Inside the Art Studio of Gloria Vanderbilt
In this week’s Studio Sunday, we’re looking inside the studio of Gloria Vanderbilt. Vanderbilt is perhaps best known as a New York socialite, heir to a railroad fortune, but she is also a long-time appreciator of the arts and an artist herself. Throughout her long artistic career, the artist has produced works of traditional painting, as well as more contemporary explorations into sculpture and mixed media.
Vanderbilt’s studio, in the Lower East Side of Manhattan, looks busy and surprisingly small for someone so notably wealthy. Perhaps Vanderbilt wanted to maintain a kind of “hobby” feeling for her art-making, or maintain it as an escape from the pressures of the rest of her life.
Either way, the studio seems well-equipped, with a big easel front and centre, what looks like a set of drawers holding supplies, and several other tables. The artist’s works seem to take up the majority of the space here, and there’s a clear sense of geometric organization -- paintings are hung in straight lines or arranged neatly along the floor, and there’s no great mess aside from a few paint stains on the floor, which are to be expected in any artist’s studio space.
The works present in this image appear to be mostly paintings or two-dimensional pieces.
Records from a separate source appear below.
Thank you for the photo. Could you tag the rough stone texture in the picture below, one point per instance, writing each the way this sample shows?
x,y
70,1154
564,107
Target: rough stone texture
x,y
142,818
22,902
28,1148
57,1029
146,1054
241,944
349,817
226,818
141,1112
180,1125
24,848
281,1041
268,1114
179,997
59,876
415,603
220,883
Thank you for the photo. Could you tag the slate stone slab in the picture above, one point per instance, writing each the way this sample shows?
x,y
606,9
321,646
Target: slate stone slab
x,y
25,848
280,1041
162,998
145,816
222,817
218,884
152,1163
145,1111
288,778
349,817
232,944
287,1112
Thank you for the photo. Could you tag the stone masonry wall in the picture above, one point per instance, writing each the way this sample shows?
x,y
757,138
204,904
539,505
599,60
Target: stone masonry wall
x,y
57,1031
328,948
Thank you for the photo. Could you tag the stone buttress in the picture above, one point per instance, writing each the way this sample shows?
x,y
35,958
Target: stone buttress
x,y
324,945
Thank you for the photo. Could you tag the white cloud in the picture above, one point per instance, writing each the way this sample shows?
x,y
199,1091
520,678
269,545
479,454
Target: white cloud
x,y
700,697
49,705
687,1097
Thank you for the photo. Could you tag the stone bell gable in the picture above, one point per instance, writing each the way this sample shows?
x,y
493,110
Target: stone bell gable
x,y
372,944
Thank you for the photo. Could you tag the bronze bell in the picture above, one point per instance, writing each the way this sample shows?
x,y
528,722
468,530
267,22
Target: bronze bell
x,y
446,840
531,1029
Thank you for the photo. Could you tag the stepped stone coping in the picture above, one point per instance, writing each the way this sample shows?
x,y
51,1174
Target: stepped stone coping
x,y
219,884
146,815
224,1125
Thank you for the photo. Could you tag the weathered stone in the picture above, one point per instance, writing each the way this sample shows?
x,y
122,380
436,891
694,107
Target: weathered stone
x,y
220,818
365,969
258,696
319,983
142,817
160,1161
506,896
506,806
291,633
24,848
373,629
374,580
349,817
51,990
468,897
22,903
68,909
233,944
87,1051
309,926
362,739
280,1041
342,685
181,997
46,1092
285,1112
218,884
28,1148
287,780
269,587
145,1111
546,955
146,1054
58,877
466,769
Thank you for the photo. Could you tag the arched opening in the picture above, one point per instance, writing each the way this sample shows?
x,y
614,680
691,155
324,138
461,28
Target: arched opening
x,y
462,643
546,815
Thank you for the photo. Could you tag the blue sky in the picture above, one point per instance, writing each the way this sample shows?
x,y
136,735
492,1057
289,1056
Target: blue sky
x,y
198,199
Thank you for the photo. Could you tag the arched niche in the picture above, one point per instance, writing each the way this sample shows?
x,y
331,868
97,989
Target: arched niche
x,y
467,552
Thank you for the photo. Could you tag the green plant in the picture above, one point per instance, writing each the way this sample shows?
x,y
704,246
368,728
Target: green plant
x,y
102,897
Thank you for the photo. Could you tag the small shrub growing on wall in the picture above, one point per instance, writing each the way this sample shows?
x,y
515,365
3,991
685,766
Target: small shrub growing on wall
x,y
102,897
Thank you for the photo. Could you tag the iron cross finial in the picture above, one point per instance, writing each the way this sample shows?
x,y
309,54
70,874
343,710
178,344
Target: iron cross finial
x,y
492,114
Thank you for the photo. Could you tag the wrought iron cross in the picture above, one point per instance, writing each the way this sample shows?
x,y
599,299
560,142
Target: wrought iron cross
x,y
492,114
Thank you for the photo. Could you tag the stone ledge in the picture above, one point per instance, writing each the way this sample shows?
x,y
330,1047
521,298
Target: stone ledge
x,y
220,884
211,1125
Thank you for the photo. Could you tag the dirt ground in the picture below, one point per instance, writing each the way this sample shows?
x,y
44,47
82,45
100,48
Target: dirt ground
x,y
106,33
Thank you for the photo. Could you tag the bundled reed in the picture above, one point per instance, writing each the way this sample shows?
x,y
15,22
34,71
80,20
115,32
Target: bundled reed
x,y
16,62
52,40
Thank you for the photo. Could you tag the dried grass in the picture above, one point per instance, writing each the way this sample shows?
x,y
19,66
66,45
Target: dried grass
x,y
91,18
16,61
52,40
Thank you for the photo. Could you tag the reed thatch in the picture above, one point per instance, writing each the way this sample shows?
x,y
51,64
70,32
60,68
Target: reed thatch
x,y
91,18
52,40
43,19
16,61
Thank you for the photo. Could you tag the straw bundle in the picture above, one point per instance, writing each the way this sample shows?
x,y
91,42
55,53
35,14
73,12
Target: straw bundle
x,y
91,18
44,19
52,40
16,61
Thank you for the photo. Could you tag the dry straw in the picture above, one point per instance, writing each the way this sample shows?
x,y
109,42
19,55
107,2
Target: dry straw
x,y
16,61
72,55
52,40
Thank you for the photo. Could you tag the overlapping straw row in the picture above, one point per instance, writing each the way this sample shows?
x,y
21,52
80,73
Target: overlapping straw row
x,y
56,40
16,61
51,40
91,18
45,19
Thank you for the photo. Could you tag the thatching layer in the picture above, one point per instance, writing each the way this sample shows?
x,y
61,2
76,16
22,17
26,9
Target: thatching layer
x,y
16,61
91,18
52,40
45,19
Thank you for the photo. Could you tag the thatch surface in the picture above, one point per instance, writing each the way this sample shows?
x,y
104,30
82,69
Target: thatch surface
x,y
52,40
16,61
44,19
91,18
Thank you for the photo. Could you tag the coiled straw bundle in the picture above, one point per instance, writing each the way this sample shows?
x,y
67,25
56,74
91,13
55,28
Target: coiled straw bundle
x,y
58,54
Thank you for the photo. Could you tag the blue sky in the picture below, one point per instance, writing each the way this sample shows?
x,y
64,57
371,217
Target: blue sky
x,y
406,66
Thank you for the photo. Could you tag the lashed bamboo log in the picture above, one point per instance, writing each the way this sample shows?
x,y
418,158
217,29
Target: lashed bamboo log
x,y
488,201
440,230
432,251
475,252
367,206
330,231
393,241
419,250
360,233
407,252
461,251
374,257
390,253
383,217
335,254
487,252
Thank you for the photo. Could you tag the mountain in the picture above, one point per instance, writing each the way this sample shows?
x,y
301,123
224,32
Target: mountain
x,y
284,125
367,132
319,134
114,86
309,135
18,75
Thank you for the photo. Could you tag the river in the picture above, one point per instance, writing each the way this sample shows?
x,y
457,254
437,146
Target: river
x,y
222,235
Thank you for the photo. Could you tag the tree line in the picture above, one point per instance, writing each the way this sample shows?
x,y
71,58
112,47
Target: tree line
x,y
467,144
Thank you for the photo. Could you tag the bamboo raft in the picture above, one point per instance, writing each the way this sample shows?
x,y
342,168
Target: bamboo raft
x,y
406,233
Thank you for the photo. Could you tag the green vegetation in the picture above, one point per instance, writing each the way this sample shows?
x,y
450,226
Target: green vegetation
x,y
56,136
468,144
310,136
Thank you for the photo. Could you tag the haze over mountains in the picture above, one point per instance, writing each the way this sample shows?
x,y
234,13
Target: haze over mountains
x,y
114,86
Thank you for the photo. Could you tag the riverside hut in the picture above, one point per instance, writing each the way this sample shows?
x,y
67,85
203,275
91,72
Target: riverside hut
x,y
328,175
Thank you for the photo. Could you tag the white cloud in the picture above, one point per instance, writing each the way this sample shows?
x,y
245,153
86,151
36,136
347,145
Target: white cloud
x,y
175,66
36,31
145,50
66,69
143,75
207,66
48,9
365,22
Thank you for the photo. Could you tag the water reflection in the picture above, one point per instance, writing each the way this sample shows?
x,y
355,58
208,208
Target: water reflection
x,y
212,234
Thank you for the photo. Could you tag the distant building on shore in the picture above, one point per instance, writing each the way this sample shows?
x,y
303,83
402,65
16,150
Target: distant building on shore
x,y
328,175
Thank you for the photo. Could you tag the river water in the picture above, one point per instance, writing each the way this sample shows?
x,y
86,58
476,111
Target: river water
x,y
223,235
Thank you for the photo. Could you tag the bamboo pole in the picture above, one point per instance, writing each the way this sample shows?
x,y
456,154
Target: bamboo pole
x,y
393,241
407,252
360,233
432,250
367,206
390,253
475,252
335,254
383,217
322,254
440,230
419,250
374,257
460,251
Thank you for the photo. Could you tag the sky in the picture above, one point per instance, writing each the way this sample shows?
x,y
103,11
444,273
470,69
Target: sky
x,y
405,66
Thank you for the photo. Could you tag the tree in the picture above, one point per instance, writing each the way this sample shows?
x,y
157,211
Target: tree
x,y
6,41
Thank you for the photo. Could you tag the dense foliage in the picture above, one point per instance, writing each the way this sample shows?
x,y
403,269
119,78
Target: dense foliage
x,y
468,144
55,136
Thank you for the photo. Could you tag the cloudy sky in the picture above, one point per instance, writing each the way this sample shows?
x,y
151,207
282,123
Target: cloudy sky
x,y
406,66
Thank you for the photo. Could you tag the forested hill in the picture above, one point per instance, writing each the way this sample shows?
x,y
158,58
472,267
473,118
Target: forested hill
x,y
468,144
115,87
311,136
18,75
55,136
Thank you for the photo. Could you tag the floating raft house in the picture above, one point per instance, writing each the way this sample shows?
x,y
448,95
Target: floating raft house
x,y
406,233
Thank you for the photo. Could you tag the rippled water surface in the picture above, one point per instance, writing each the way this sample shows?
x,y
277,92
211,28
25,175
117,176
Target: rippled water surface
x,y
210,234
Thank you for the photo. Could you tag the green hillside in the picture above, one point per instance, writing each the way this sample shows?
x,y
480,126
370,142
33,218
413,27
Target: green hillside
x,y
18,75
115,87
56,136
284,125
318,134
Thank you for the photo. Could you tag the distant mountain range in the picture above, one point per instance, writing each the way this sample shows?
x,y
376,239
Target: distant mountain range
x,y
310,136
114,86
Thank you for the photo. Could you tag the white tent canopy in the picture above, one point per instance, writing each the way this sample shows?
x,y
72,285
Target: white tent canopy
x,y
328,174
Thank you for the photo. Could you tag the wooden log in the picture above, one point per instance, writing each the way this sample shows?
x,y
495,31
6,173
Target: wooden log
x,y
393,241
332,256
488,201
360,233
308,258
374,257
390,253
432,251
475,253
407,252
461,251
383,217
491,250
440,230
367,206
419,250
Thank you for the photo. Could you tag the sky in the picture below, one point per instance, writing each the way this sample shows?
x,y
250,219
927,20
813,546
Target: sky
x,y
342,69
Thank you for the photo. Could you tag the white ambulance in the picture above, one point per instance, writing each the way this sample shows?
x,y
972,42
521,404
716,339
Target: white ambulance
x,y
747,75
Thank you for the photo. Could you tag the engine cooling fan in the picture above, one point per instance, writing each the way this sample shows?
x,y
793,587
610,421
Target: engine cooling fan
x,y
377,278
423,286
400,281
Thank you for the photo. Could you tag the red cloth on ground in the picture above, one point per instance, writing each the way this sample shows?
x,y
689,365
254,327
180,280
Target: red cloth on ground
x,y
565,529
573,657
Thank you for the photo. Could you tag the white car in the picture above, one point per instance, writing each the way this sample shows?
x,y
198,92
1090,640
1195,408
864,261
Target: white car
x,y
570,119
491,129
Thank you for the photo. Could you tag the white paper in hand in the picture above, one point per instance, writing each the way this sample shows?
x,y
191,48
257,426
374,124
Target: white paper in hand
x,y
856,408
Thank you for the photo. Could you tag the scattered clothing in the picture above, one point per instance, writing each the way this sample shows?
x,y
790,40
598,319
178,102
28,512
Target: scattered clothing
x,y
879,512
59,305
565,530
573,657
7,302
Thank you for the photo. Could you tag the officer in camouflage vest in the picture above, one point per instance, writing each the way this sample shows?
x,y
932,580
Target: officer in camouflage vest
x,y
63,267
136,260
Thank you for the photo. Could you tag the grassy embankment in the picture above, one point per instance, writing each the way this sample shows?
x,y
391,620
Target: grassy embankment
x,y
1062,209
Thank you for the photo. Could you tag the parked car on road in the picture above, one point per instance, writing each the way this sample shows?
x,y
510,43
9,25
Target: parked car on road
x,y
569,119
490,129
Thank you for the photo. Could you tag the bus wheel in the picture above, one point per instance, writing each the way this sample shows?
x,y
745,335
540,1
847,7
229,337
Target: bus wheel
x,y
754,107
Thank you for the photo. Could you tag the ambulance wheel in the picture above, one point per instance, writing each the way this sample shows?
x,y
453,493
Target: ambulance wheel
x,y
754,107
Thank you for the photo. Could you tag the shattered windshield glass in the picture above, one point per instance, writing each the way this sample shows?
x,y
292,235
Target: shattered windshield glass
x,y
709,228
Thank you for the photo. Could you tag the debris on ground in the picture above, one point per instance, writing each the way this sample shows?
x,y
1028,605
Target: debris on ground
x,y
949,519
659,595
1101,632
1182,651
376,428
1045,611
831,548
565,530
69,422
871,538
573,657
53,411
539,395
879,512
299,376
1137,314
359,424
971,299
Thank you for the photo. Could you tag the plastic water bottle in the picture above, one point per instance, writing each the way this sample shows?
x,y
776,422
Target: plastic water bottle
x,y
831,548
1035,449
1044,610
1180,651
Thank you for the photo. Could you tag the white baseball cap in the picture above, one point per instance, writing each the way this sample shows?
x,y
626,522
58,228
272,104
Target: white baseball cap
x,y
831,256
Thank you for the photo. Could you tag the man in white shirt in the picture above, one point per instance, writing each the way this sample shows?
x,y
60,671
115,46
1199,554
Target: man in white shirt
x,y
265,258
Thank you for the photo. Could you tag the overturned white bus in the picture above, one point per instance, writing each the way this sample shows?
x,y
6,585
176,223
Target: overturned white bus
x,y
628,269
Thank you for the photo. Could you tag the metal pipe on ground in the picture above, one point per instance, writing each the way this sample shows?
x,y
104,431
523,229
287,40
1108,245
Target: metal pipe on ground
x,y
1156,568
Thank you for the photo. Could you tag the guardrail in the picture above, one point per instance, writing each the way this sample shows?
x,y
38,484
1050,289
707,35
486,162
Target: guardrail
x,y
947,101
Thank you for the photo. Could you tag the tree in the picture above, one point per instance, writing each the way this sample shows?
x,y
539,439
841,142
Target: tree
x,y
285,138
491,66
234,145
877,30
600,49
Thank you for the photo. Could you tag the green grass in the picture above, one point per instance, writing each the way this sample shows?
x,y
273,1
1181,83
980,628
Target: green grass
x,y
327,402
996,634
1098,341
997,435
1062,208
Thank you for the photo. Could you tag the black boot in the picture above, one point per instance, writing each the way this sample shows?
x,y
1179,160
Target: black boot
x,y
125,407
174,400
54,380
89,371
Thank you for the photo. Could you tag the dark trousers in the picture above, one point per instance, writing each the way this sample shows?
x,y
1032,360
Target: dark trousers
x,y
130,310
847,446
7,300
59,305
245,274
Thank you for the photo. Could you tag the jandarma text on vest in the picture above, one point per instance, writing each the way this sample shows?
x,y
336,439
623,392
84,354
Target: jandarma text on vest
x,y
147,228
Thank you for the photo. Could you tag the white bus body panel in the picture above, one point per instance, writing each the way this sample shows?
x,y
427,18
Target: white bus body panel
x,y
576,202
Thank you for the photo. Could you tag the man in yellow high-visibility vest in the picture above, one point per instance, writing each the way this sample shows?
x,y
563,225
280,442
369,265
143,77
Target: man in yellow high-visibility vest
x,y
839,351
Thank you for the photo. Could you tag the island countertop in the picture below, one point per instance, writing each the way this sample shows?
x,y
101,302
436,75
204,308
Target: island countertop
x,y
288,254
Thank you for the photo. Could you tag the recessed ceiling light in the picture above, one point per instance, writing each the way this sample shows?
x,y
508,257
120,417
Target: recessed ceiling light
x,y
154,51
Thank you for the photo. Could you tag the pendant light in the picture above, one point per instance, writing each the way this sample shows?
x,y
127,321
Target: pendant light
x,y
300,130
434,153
The artist’s wild, carefree use of colour suggests a genuine love of art-making and the artistic process.
A recent retrospective show of Vanderbilt’s work, held at 1stdibs Gallery in the New York Design Center, situates the different works alongside pivotal moments in Vanderbilt’s life, giving one the sense that the works were produced as reactions to or meditations on real-life events.